Using Parallel HttpClientConnection objects in SSIS
In SSIS (SQL Server Integration Service) you often need to talk with web resources like WCF services. To do that you will generally define the connection using Connection Manager and HTTP. This sets up SSIS to communicate with the remote resource. To use the connection you normally use a script task to get the connection from Connection Manager, create an HttpClientConnection object and then use the methods on the connection to communicate with the remote server. You will generally find code similar to the following.
' Get connection from connection manager Dim cm = Dts.Connections("MyHttpConnection").AcquireConnection(null) ' Create connection and adjust the URL by adding a query parameter or something Dim conn = new HttpClientConnection(cm) conn.ServerURL = AddQueryStringToUrl(conn.ServerURL) ' Use it to download a file conn.DownloadFile(someFile, True)
This code works great if you have a sequential package but if you have multiple script tasks running in parallel, such as when you break up processing into pipelines, then the above code will not work correctly. You can confirm this for yourself by copying the task and creating multiple containers running in parallel. I posted in the SQL forums for help and not even Microsoft felt this should cause a problem but in fact it does.
The underlying problem is in
HttpClientConnection itself. It doesn’t actually do anything other than wrap the COM object representing the connection. The problem with this approach is that all instances of the class using the same connection manager object will be using the same underlying COM object. If it is called in parallel then any changes to the state of one connection impacts all the connections. This makes using it in parallel tasks useless.
While the problem is unexpected, the solution is straightforward. All that needs to be done is to have each connection be separate from all other connections. To accomplish this we simply need to copy the COM object. This is one of the few times where the Clone method actually makes sense and works.

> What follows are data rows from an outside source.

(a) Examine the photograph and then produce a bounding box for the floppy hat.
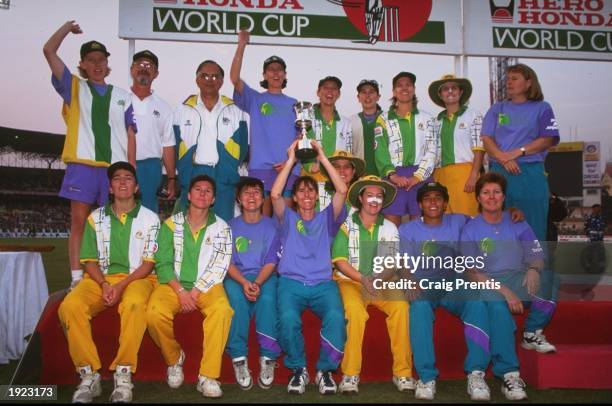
[323,150,366,180]
[428,74,473,108]
[348,175,397,208]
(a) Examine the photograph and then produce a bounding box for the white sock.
[71,270,83,281]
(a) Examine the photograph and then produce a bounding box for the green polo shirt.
[359,112,381,176]
[332,211,385,277]
[155,211,216,290]
[438,105,468,167]
[80,203,144,275]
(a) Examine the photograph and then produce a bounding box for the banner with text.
[118,0,462,55]
[464,0,612,61]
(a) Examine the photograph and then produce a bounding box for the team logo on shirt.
[222,117,231,125]
[235,236,250,253]
[117,99,126,107]
[498,113,509,125]
[418,122,425,130]
[153,110,161,118]
[296,219,308,236]
[480,237,496,256]
[185,119,192,127]
[260,102,274,116]
[546,118,558,131]
[152,243,158,253]
[458,122,467,129]
[135,231,143,239]
[421,240,438,256]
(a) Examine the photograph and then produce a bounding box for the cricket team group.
[42,20,561,403]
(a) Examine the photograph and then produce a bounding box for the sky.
[1,0,611,166]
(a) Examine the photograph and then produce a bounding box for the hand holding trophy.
[293,101,317,161]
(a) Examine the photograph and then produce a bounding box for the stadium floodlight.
[0,0,9,9]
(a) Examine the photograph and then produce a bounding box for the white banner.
[118,0,462,55]
[583,141,601,187]
[464,0,612,61]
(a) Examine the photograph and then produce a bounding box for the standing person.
[231,29,299,215]
[58,162,160,403]
[428,75,484,216]
[400,182,491,401]
[271,140,348,395]
[130,50,176,213]
[481,63,560,242]
[146,175,234,398]
[350,79,383,176]
[461,172,556,402]
[225,177,282,390]
[173,60,248,220]
[375,72,438,226]
[332,175,417,394]
[43,20,136,288]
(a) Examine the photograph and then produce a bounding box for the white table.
[0,251,49,364]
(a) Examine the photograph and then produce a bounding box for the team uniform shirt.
[230,216,281,277]
[52,66,135,167]
[277,204,347,285]
[435,106,484,167]
[350,110,382,176]
[399,214,470,279]
[481,100,560,164]
[80,203,160,275]
[460,212,544,275]
[155,211,232,292]
[332,211,399,278]
[308,105,353,156]
[131,91,175,160]
[374,107,438,181]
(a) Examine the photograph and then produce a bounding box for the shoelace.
[115,374,133,389]
[78,373,97,390]
[321,372,334,387]
[260,360,277,379]
[344,376,358,385]
[234,362,251,382]
[469,374,487,390]
[505,376,525,391]
[419,381,435,390]
[290,369,304,386]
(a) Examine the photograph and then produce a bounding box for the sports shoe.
[232,357,253,390]
[467,370,490,401]
[338,374,360,394]
[521,330,557,353]
[393,375,417,392]
[72,365,102,403]
[315,370,337,395]
[287,367,309,395]
[258,356,277,389]
[501,371,527,401]
[415,379,436,400]
[197,375,223,398]
[110,365,134,403]
[166,350,185,389]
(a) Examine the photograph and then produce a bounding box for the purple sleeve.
[263,230,281,266]
[233,81,256,112]
[459,224,480,259]
[51,66,73,105]
[125,105,137,133]
[517,224,544,263]
[326,203,347,238]
[481,103,500,137]
[538,104,560,143]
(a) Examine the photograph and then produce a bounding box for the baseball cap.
[318,76,342,90]
[133,50,159,68]
[107,161,137,182]
[80,40,110,60]
[392,71,416,87]
[357,79,380,93]
[263,55,286,72]
[417,182,449,203]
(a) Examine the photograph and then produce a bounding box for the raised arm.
[230,30,249,94]
[43,20,81,81]
[314,140,348,220]
[270,139,299,221]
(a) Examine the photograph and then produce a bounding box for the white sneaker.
[110,365,133,403]
[197,375,223,398]
[232,357,253,390]
[166,350,185,389]
[287,367,309,395]
[521,330,557,353]
[338,374,360,394]
[258,356,277,389]
[467,370,491,401]
[315,370,337,395]
[415,380,436,400]
[72,365,102,403]
[393,375,417,392]
[501,371,528,401]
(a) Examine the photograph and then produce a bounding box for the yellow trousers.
[146,284,233,379]
[434,163,479,217]
[338,279,412,377]
[58,274,156,373]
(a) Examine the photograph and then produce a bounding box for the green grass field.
[1,238,611,403]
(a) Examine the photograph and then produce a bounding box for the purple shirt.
[229,216,281,277]
[277,204,347,285]
[51,66,136,131]
[233,82,299,175]
[482,100,559,163]
[460,212,544,275]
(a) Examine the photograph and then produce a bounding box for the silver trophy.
[293,101,317,161]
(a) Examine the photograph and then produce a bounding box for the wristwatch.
[520,147,526,156]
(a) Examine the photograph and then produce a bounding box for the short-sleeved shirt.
[399,213,470,279]
[460,212,544,275]
[233,82,299,176]
[481,100,560,164]
[277,204,347,285]
[230,216,281,277]
[130,91,175,161]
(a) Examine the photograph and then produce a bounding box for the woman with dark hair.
[461,172,557,401]
[481,64,560,242]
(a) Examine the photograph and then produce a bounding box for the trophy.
[293,101,317,161]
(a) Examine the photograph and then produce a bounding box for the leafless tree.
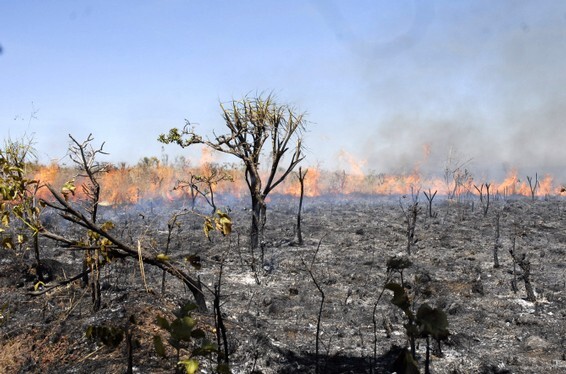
[474,183,491,217]
[423,189,437,218]
[296,167,308,245]
[68,134,109,311]
[159,94,306,263]
[526,173,539,201]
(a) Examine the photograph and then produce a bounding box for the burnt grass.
[1,194,566,373]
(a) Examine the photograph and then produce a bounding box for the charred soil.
[1,196,565,373]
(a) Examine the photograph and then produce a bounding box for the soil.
[1,195,565,373]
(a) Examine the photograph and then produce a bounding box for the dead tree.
[175,163,233,214]
[400,190,419,255]
[526,173,539,201]
[493,213,501,268]
[474,183,491,217]
[443,150,473,201]
[38,184,208,311]
[423,189,437,218]
[302,237,326,374]
[296,167,308,245]
[159,94,306,263]
[509,241,536,302]
[68,134,108,311]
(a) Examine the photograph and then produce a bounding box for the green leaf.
[153,335,166,357]
[156,315,170,330]
[416,303,450,340]
[170,316,196,342]
[385,283,412,315]
[61,179,76,199]
[156,253,170,262]
[193,341,218,356]
[178,302,198,317]
[178,358,199,374]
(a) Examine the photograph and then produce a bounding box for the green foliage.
[385,283,412,317]
[154,302,222,373]
[416,303,450,341]
[0,138,43,248]
[386,282,450,372]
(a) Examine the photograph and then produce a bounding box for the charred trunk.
[250,195,267,261]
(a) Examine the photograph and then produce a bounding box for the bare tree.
[526,173,539,201]
[474,183,491,217]
[174,163,233,214]
[159,94,306,260]
[296,167,308,245]
[423,189,437,218]
[67,134,109,310]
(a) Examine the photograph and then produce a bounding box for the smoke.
[314,0,566,182]
[316,1,566,182]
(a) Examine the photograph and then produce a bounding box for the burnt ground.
[1,195,565,373]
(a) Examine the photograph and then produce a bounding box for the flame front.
[28,156,564,206]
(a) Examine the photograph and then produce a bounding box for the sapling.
[154,302,218,373]
[385,283,449,373]
[0,137,44,281]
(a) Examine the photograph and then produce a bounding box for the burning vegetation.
[28,156,564,206]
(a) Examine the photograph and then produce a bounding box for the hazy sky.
[2,1,566,180]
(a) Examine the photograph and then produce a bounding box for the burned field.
[1,194,565,374]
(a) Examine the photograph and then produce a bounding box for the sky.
[2,0,566,181]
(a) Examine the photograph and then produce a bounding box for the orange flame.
[27,154,564,206]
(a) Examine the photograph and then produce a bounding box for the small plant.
[154,302,223,374]
[385,283,449,373]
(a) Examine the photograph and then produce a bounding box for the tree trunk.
[250,195,267,260]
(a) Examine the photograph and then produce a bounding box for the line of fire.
[30,147,564,207]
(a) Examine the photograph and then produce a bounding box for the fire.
[25,154,565,207]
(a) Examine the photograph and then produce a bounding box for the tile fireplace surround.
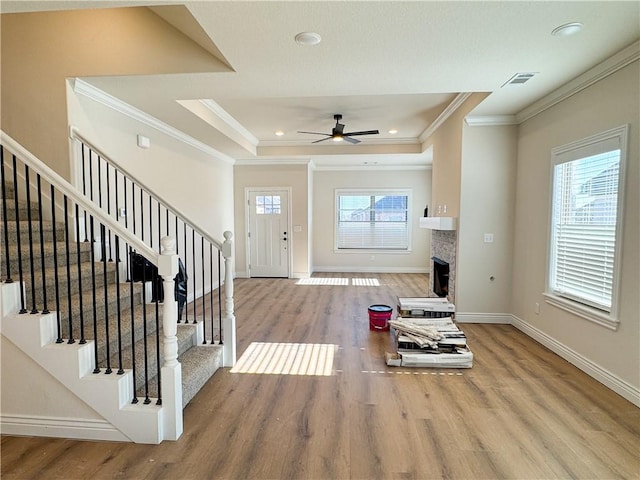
[429,229,457,303]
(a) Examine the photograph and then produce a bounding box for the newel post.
[222,231,236,367]
[158,236,183,441]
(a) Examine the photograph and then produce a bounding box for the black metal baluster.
[51,186,63,344]
[24,166,38,314]
[97,157,104,261]
[89,216,98,365]
[81,144,89,242]
[101,224,112,374]
[75,205,86,345]
[115,235,124,375]
[218,249,223,345]
[1,148,13,283]
[149,196,153,252]
[36,175,49,314]
[114,170,121,263]
[88,151,95,241]
[129,245,138,405]
[154,266,162,406]
[106,163,113,262]
[140,190,144,243]
[183,223,188,323]
[141,261,151,405]
[201,236,206,341]
[12,156,26,313]
[132,183,137,238]
[209,244,214,344]
[191,229,196,324]
[175,216,181,324]
[124,177,131,282]
[64,197,74,342]
[165,209,169,236]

By calling it we get a different copy of the COM object allowing us to run in parallel. It does seem odd to have to new up an object and then clone it but it works.
' Get connection from connection manager Dim cm = Dts.Connections("MyHttpConnection").AcquireConnection(null) ' Create connection and adjust the URL by adding a query parameter or something Dim conn = new HttpClientConnection(cm).Clone(); conn.ServerURL = AddQueryStringToUrl(conn.ServerURL) ' Use it to download a file conn.DownloadFile(someFile, True)
Interestingly enough you do not have to worry about cleaning up the objects. Even if you wanted to you couldn’t as there are no cleanup methods exposed.
It seems odd to me that a core component of SSIS doesn’t support parallel processing since breaking work up into pipelines is common with SSIS. It also seems odd that this isn’t documented anywhere. Nevertheless the solution is straightforward and doesn’t require a lot of extra code. Hopefully this saves others the time I had to take to find and fix this issue.